The country's top producer of coking coal, Mechel, has asked lenders to agree to a further relaxation on the terms on its more than $9 billion debts, several banking sources familiar with the matter said.
Like other Russian miners, Mechel racked up large debts to fund expansion before signs of a growth slowdown in China and stagnation in crisis-hit Europe sent coal and ferrous metals prices tumbling from all-time highs in 2011.
Last year, facing a toxic combination of poor demand and uncertain markets, Mechel put noncore assets up for sale, but its debt has remained stubbornly high.
The miner now wants covenant waivers this year and in 2014, both for itself and for its mining division Mechel Mining, one source said.
"They started discussing restructuring their debt and covenant holidays a while ago," said another source.
The New York-listed coal, iron ore and steel group already renegotiated the terms of a $1 billion loan for the third time in April, the same month it obtained loans from Gazprombank to improve its debt structure.

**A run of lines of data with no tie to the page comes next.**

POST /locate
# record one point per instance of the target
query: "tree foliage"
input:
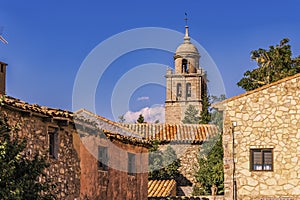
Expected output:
(122, 119)
(163, 164)
(273, 64)
(18, 174)
(191, 115)
(211, 173)
(140, 119)
(205, 115)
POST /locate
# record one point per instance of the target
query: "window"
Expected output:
(53, 144)
(188, 90)
(131, 164)
(179, 90)
(261, 159)
(102, 158)
(184, 66)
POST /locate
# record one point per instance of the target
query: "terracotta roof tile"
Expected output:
(161, 188)
(174, 132)
(46, 111)
(111, 129)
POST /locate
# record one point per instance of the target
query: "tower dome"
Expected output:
(186, 47)
(186, 56)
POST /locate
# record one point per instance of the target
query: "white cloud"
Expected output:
(143, 98)
(152, 114)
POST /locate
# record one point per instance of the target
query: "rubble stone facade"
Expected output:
(74, 166)
(266, 118)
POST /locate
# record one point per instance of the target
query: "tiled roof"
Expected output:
(111, 129)
(161, 188)
(189, 133)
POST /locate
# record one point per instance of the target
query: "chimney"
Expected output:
(2, 77)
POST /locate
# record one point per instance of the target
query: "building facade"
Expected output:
(186, 84)
(87, 159)
(261, 142)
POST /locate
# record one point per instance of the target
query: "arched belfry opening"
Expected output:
(184, 85)
(184, 66)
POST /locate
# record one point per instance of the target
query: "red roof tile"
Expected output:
(161, 188)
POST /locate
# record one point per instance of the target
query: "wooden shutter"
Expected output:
(267, 157)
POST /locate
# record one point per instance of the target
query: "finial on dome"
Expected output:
(186, 37)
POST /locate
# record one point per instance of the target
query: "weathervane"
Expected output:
(185, 19)
(1, 38)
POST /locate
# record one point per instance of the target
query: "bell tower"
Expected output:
(186, 84)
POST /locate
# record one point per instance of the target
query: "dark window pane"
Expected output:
(102, 158)
(131, 164)
(261, 159)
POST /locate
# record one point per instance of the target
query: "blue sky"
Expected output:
(49, 40)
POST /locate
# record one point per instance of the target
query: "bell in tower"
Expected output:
(185, 85)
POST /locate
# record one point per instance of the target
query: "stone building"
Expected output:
(90, 158)
(187, 84)
(262, 142)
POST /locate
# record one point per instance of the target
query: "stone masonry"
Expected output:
(266, 118)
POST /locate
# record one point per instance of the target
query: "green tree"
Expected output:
(205, 115)
(140, 119)
(211, 173)
(273, 64)
(122, 119)
(18, 174)
(216, 115)
(163, 164)
(191, 115)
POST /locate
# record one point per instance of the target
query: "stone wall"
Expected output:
(74, 168)
(268, 117)
(64, 171)
(115, 182)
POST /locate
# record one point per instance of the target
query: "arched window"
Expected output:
(184, 66)
(179, 90)
(188, 90)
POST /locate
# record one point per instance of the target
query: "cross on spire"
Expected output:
(185, 18)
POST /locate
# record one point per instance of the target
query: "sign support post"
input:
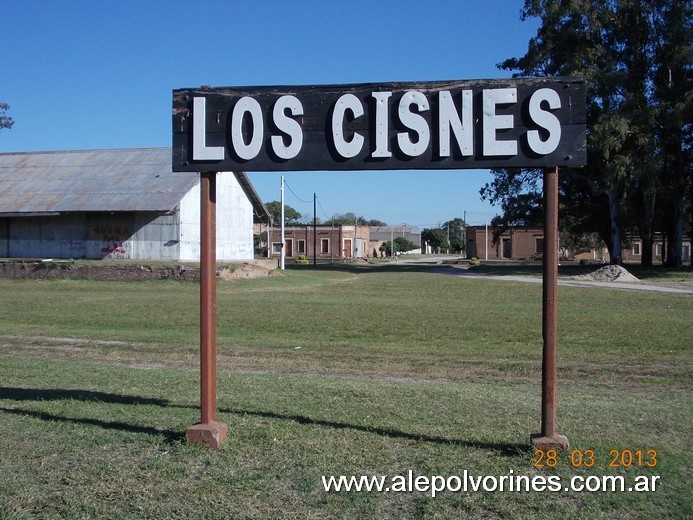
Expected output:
(208, 432)
(548, 438)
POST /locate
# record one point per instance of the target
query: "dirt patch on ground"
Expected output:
(609, 273)
(97, 271)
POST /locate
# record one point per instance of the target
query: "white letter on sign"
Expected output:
(415, 122)
(381, 112)
(202, 152)
(493, 122)
(289, 126)
(448, 118)
(346, 149)
(252, 107)
(544, 119)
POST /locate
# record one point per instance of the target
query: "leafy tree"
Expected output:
(636, 58)
(291, 216)
(455, 230)
(436, 238)
(5, 120)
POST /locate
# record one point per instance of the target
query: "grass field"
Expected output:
(335, 372)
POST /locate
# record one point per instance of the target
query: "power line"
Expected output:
(321, 208)
(294, 193)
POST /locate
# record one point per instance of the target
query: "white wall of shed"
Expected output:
(234, 222)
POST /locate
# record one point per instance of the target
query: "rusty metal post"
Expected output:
(548, 438)
(208, 432)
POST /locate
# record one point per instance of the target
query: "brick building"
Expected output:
(515, 243)
(332, 242)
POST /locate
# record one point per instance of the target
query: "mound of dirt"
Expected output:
(609, 273)
(246, 270)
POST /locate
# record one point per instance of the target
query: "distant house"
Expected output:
(516, 243)
(380, 234)
(117, 204)
(528, 243)
(329, 242)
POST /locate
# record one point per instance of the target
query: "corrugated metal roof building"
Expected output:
(117, 204)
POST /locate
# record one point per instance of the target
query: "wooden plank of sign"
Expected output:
(318, 153)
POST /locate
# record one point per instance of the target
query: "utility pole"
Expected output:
(464, 234)
(486, 241)
(281, 256)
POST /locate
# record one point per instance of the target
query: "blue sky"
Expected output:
(99, 74)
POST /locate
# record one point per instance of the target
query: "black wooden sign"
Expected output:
(527, 122)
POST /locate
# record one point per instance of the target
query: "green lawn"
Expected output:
(334, 372)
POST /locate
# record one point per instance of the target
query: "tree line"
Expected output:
(636, 58)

The company has also asked banks if it can delay the repayment of $500 million from its $1 billion pre-export loan facility to 2015 to 2016, one source said.
Mechel declined comment.
The requests follow state-owned Vneshekonombank's decision in September to lend $2.5 billion to Mechel to develop its ambitious and costly Elga mining project — a loan that matures in 13-1/2 years with a grace period until 2017.
The sources also said Mechel had asked for a relaxation of covenants, one of which states that Mechel's net debt to EBITDA, or earnings before interest, taxes, depreciation and amortization, ratio should not exceed 7.5 in the first half of 2013, while Mechel Mining's should be no more than 4.25.
The firm, whose debt-to-EBITDA ratio was 9.0 in the first quarter, is likely to post lower earnings in the first half due to lower coal prices and flat sales, resulting in an even higher ratio for the period, VTB analyst Alexey Zabotkin said in a note.
Mechel's New York shares, which have lost about 90 percent of their value since early 2011, were yet to open at 1000 GMT, while its less liquid Moscow-listed stock was trading up 0.3 percent.